Astrocytomas, oligodendrogliomas, and glioblastomas are all brain cancers called gliomas. Their names refer to the kind of glial cells from which they begin. In the brain, glial cells outnumber neurons with a five-to-one ratio, making gliomas highly invasive and difficult to eradicate.
Historically, gliomas were classified and graded based on cell type, location, patients' survival time, and the correlation of their microscopic appearance with clinical outcomes. More recently, histological characteristics such as cellularity, mitotic activity, pleomorphism, necrosis, and endothelial proliferation have also been considered.
However, that is still not enough. So, what holds the clues to predicting the kind of glioma, its aggressiveness, and how it would behave throughout time and in response to treatment?

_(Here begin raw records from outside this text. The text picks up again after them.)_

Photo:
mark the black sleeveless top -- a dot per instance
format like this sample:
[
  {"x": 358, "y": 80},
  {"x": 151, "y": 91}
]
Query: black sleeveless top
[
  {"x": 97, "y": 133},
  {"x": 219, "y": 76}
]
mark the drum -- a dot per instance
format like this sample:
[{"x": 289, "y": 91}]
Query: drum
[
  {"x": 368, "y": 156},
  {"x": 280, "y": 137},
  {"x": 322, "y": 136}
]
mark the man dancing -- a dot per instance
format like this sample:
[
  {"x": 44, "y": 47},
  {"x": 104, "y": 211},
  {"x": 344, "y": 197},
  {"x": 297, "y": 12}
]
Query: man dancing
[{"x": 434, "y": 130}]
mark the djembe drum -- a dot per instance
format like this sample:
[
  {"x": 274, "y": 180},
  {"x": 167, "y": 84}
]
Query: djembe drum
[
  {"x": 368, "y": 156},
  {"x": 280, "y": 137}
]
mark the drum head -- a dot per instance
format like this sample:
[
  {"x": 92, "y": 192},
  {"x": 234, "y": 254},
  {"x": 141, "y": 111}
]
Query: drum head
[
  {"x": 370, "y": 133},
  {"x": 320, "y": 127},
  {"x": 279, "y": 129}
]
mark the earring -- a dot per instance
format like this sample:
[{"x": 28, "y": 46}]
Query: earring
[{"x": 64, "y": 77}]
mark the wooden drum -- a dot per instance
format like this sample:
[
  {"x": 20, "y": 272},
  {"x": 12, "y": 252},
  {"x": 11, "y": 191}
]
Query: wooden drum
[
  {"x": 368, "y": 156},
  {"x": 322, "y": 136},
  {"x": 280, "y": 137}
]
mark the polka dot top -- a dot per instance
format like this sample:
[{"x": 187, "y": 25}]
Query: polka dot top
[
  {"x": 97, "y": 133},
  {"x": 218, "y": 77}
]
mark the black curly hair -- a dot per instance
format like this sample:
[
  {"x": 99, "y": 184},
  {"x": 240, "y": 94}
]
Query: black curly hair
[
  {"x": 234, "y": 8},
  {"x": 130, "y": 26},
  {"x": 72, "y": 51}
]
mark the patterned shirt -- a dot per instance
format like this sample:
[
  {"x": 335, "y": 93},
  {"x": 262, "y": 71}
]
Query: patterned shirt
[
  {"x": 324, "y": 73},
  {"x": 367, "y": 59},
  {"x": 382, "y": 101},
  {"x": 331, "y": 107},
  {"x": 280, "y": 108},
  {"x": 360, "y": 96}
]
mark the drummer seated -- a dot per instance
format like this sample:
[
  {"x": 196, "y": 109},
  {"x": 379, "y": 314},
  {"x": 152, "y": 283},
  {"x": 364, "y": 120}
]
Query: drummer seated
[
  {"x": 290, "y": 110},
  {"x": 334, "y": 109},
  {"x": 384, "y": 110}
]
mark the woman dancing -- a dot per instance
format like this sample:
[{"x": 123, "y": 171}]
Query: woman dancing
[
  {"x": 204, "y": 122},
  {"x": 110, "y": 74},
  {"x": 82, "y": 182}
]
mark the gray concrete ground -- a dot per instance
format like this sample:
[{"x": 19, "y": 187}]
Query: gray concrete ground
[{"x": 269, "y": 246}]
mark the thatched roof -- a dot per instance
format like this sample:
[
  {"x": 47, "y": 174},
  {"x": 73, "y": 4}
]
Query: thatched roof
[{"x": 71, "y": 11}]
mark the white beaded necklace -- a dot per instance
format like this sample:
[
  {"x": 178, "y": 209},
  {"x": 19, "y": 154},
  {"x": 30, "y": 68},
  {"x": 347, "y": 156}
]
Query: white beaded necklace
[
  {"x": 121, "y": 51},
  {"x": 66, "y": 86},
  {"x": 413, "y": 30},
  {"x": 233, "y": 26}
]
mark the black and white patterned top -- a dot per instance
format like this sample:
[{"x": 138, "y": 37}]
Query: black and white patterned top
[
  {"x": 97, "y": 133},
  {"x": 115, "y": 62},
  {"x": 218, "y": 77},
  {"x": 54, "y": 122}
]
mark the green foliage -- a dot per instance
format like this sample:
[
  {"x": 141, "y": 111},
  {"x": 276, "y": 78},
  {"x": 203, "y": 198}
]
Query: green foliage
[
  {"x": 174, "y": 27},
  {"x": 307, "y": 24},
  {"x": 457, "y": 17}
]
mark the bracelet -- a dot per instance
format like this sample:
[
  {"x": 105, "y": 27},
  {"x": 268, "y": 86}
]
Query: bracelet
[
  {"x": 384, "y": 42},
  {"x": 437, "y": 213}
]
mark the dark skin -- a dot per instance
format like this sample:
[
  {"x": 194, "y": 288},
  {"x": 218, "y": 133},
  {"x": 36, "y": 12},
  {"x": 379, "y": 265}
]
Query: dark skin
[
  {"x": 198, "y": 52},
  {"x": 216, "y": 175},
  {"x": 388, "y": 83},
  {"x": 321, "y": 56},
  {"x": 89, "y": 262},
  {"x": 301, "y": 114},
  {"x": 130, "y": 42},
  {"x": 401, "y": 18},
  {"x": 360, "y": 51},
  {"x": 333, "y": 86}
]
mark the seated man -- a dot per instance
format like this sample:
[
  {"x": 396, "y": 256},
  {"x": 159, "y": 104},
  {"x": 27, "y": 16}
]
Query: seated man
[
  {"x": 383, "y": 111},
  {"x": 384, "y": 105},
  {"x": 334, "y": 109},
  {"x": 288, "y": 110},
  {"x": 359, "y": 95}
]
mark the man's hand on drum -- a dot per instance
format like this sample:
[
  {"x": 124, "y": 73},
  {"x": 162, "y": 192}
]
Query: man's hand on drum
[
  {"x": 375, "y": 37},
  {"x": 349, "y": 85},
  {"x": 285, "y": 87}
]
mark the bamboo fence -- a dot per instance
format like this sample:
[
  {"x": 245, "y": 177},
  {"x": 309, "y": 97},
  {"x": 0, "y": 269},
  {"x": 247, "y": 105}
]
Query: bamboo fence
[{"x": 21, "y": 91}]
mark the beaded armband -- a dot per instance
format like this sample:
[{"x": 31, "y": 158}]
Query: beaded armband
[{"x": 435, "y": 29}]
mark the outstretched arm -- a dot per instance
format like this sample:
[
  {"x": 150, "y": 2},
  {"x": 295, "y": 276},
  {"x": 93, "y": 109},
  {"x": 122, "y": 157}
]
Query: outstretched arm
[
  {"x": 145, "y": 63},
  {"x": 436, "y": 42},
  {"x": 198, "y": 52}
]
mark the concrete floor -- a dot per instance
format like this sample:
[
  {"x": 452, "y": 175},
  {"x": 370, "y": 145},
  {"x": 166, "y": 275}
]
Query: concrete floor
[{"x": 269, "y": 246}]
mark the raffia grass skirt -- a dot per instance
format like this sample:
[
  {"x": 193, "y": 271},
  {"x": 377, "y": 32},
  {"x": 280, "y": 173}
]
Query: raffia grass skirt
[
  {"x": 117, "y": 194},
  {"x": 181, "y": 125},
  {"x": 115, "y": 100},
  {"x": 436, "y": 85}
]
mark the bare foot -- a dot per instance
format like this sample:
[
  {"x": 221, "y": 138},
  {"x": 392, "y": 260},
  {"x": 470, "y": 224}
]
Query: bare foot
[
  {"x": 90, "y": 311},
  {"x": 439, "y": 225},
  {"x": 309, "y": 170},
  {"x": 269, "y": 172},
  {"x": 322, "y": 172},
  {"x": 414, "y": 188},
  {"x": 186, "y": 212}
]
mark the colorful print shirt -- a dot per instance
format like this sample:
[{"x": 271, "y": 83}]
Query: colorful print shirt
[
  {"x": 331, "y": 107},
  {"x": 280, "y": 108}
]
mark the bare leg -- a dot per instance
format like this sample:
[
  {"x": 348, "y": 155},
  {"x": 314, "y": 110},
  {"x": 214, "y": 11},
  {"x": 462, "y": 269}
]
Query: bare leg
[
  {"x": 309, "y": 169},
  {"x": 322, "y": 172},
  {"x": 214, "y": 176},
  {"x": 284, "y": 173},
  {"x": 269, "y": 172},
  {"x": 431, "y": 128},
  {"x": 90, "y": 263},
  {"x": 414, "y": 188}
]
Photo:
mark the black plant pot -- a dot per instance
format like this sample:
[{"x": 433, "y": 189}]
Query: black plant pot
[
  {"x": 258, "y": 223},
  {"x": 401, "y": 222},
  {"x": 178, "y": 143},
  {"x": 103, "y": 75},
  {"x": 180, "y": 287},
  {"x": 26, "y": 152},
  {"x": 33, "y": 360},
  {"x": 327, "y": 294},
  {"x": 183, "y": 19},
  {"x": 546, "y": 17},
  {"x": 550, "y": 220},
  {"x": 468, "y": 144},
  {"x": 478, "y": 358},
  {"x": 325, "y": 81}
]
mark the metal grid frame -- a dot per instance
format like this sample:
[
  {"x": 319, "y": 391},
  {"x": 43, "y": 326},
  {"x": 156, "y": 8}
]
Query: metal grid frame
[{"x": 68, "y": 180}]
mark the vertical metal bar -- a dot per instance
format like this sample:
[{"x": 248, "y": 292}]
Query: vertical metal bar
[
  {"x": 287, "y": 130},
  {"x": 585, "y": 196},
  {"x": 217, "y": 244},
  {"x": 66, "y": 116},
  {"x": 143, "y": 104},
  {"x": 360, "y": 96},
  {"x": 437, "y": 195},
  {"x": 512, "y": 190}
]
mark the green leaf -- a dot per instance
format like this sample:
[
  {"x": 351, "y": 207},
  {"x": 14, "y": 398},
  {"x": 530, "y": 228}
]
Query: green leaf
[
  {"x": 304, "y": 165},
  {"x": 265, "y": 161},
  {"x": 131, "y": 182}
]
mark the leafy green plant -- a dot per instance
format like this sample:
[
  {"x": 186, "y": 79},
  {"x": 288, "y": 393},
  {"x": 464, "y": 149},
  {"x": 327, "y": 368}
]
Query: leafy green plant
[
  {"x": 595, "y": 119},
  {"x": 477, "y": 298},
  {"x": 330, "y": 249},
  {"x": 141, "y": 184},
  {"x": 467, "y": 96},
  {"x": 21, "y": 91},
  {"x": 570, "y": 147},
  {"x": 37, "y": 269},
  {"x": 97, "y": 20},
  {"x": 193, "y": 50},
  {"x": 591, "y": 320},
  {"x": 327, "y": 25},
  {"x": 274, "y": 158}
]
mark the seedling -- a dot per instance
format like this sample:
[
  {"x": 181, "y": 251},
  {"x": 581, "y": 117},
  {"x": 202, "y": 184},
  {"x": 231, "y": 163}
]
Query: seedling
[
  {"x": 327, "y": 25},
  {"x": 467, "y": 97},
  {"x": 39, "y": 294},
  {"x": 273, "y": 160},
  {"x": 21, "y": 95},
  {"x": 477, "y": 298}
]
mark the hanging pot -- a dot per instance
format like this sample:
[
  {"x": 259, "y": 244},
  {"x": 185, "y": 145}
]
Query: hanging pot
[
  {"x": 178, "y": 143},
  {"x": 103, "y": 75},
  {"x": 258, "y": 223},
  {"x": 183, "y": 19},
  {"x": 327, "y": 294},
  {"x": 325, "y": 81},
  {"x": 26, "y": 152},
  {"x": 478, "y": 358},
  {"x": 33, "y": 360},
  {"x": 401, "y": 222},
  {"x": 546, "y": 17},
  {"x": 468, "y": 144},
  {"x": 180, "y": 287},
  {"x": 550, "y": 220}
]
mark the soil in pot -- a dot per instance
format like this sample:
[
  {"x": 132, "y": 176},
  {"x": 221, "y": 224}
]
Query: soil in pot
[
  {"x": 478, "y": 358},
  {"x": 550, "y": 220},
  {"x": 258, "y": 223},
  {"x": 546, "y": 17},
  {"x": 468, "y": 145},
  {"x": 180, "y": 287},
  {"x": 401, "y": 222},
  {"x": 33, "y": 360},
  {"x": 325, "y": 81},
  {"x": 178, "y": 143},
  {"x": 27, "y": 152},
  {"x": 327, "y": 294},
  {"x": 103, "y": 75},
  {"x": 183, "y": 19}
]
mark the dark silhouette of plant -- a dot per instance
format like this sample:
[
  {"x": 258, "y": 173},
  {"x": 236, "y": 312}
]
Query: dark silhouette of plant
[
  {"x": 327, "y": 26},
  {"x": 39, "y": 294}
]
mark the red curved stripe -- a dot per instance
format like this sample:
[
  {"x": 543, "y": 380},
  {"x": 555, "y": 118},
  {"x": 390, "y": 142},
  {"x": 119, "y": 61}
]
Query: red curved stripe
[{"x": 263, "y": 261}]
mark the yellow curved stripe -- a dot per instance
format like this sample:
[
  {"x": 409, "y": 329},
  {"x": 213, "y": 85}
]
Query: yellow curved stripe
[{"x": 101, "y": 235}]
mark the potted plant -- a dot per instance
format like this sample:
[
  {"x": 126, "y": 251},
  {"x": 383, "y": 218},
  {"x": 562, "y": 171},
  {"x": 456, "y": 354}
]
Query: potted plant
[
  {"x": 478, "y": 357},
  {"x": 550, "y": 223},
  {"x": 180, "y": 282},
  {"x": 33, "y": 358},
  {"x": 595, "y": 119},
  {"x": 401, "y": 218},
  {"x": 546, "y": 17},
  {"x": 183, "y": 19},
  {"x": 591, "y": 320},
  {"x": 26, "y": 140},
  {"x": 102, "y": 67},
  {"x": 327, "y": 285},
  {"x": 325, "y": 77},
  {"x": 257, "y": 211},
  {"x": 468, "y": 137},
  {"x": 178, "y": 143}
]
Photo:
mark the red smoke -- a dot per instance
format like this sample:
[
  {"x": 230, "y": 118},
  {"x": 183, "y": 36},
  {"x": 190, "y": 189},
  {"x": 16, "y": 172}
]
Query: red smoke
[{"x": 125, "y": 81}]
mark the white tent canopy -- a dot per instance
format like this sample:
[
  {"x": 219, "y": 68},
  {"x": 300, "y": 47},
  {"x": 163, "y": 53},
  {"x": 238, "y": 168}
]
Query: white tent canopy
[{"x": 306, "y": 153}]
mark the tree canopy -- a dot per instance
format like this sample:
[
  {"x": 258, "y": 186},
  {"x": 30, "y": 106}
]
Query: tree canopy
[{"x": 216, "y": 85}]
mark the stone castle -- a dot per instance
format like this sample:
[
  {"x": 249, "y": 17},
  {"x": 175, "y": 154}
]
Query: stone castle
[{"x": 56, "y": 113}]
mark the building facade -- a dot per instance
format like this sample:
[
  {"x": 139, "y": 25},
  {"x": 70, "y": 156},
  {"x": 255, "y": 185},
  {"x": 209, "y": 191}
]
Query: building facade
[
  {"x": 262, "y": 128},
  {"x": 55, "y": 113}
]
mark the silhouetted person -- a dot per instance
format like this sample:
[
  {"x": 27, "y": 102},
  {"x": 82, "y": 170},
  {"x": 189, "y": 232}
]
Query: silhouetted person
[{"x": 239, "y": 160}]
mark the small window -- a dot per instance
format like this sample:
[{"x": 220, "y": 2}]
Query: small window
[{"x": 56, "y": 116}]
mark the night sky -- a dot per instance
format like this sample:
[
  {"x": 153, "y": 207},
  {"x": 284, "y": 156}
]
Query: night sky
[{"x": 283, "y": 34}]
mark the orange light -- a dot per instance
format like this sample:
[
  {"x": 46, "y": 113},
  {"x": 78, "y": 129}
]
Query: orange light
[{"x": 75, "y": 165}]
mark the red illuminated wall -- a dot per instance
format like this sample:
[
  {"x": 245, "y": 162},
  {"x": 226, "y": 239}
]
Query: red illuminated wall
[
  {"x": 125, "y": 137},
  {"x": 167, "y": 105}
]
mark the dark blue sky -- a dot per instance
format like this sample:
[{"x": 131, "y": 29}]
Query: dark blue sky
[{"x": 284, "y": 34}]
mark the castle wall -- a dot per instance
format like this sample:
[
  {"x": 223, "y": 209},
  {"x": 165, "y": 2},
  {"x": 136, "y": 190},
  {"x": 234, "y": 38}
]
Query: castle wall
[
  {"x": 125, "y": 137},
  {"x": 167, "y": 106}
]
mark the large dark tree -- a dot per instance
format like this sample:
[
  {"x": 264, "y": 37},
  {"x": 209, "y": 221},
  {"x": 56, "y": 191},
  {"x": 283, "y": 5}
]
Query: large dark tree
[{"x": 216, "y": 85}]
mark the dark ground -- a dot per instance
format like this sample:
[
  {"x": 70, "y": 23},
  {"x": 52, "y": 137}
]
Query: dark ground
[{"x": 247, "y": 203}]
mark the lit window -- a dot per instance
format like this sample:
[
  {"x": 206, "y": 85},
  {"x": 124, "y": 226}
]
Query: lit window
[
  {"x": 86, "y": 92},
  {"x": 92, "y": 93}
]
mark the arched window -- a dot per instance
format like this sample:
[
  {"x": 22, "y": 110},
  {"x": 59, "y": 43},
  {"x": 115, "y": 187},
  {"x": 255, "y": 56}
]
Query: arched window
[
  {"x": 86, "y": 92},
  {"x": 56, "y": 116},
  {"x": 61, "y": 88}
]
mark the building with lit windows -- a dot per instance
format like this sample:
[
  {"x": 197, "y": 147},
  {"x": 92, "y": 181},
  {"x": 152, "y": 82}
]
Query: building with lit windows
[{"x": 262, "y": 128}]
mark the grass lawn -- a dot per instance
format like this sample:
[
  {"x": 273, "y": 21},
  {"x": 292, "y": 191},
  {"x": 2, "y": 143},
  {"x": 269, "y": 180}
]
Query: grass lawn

Glioma classification and essential molecular pathology
The international standard for classifying gliomas and other central nervous system tumors (CNS, brain, and spinal cord) is that of the World Health Organization (WHO). The groundwork for the WHO classification goes back to 1925, when Bailey and Cushing published the first classification of gliomas, suggesting that the tumor cellular structure could predict and guide treatment and prognosis (Bailey and Cushing, 1925).
The fifth edition of the WHO CNS classification published in 2021 (WHO CNS5 2021) introduces significant changes. It advances the role of molecular diagnostics in glioma classification in nomenclature and grading, emphasizing the importance of integrated diagnoses and layered reports.
The discoveries of several genetic alterations and aberrant signaling pathways, such as MGMT methylation, IDH1/2 mutations, 1p/19q deletions, aberrant epidermal growth factor receptor, and PI3K pathways, abnormal p53/Rb pathways, and others have made a considerable contribution to our understanding of the genesis and biology of gliomas.
Morphological features combined with specific molecular and genetic alterations (summarized in Figure 1) define the molecular pathology in gliomas and are valuable tools for the stratification of patients, molecular diagnostics, and targeted therapies (Masui 2012).